In contrast with last year’s DemoCamp, which was run by WSS in partnership with Rafal Dittwald, President of Skule Webdev, this year’s collaboration with UTES focused on the utility and marketability of students’ web applications, as opposed to nitty gritty tech details.
“The audience at this one was much more focused on the startup aspect, rather than the craft of making the project,” notes James Cash, the only presenter to even mention code in his demo for the Google Chrome extension, ComicNav.
Three of the eight demos were presented by student entrepreneurs with limited technical knowledge. Danial Jameel of OohLaLa, who switched from computer science to political science, showcased a mobile app for discount student coupons.
First-year commerce student Donny Ouyang, of the tutoring site Rayku, hires developers out of his own pocket. “Donny buys websites, hires developers to make improvements, then sells them off for five times the profits — instead of flipping real estate, he flips websites,” said Tan. “Rayku was his first start-up.”
When Khaled Hashem of NoteWagon.com was asked a technical question, his response was, “I don’t know, ask the tech guy.”

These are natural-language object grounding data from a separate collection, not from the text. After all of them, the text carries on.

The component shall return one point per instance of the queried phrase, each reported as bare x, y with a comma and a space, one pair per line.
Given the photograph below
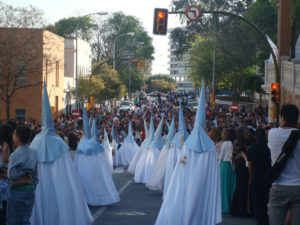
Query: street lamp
114, 47
76, 66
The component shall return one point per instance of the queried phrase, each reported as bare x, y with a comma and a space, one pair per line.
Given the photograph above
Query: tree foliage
21, 17
104, 84
67, 27
161, 83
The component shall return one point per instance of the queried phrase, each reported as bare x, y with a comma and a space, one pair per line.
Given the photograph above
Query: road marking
102, 210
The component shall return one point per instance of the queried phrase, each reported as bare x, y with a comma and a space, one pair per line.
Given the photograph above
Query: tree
21, 17
116, 25
161, 83
19, 55
67, 27
103, 84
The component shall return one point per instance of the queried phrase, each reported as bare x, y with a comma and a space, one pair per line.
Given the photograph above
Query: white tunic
194, 194
59, 197
96, 179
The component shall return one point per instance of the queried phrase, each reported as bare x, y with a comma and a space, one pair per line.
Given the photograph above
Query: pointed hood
158, 142
87, 145
198, 140
95, 136
106, 140
146, 129
113, 133
129, 138
181, 129
151, 134
47, 144
171, 133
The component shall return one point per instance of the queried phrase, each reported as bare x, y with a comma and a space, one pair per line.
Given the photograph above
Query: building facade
27, 58
179, 67
84, 67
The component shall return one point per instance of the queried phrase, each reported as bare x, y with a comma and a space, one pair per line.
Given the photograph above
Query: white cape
174, 153
194, 194
59, 197
109, 155
96, 179
126, 153
157, 178
152, 156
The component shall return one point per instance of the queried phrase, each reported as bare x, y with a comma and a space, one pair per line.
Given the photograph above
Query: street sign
234, 107
75, 113
193, 12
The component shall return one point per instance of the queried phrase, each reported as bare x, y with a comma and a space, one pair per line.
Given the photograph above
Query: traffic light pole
260, 32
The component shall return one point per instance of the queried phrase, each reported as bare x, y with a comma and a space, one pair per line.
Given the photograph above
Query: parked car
127, 106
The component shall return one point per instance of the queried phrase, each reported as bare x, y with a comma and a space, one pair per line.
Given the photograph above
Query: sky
143, 9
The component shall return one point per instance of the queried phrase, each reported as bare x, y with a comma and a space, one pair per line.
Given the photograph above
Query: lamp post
114, 47
76, 66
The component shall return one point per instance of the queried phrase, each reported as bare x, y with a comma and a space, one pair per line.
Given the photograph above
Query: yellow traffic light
160, 21
275, 92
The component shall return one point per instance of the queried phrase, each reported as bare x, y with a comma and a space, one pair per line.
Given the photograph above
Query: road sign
234, 107
193, 12
75, 113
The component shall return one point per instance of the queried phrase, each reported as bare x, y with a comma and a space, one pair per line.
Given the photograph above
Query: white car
127, 106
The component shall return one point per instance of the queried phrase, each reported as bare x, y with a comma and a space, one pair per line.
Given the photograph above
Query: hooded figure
157, 178
175, 147
58, 196
127, 150
153, 153
139, 153
114, 144
108, 149
140, 167
195, 184
92, 168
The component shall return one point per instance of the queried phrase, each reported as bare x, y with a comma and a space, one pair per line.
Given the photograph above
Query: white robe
59, 196
194, 194
136, 158
174, 153
152, 156
140, 167
157, 178
126, 153
96, 179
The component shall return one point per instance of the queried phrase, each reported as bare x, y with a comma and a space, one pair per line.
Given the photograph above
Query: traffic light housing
160, 21
142, 64
275, 92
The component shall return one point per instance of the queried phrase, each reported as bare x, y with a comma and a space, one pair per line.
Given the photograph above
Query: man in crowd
285, 191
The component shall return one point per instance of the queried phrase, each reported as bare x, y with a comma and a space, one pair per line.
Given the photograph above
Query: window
20, 114
21, 74
57, 75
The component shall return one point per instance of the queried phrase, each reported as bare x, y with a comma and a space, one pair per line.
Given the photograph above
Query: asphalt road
139, 206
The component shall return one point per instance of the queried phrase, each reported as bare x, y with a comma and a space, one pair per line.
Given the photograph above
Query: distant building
84, 67
29, 57
179, 67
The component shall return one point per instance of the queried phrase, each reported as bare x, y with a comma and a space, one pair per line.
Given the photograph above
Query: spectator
285, 191
259, 162
239, 204
228, 178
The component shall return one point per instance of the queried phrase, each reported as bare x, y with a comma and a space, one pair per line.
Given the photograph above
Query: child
22, 175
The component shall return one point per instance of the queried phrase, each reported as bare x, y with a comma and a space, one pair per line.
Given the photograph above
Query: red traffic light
275, 86
161, 15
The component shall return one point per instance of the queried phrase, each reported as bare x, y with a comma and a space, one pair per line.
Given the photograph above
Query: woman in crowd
239, 204
228, 178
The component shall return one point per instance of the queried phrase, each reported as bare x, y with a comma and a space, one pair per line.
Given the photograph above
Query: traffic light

The other five presentations were given by so-called “hackers.” First up was fourth year electrical engineer Bijan Vaez with EventMobi, an iPhone application that allows users to view important details about the live event that they are attending. Next were Lori Lee and Andrew Danks, undergraduate students in computer science who developed LoveUT, a dating site exclusively for U of T students that has accumulated over 800 users. Michael Rice, a second year computer science student demoed Remember To Watch, an SMS reminder for TV shows recently featured in PC Magazine and lifehacker.com. After James Cash demoed ComicNav, wunderkind Vincent Cheung took the stage and demonstrated his massively successful Shape Collage, an automatic photo collage maker.
Cheung emphasized the value of every utility-based web startup in his presentation: “A lot of [the entrepreneurs in the audience] laughed at the ComicNav extension, but I liked it. You never know, it really could be the next big thing.”
When the event ended, Reginald Tan appeared very pleased with the results.
“Ultimately, what we wanted to achieve from DemoCamp is to glorify these student hackers and hustlers. And we did just that. Democamp UofT encouraged students to do what they do best: build great things. And the great thing about the Internet is that you can make an immediate impact on the world if you create something really valuable.”
Note: this article originally stated that Danial Jameel hired student developers with money he won from business competitions, but this is not the case. It also neglected to mention that last year’s DemoCamp was in partnership with Rafal Dittwald. The Varsity regrets the errors.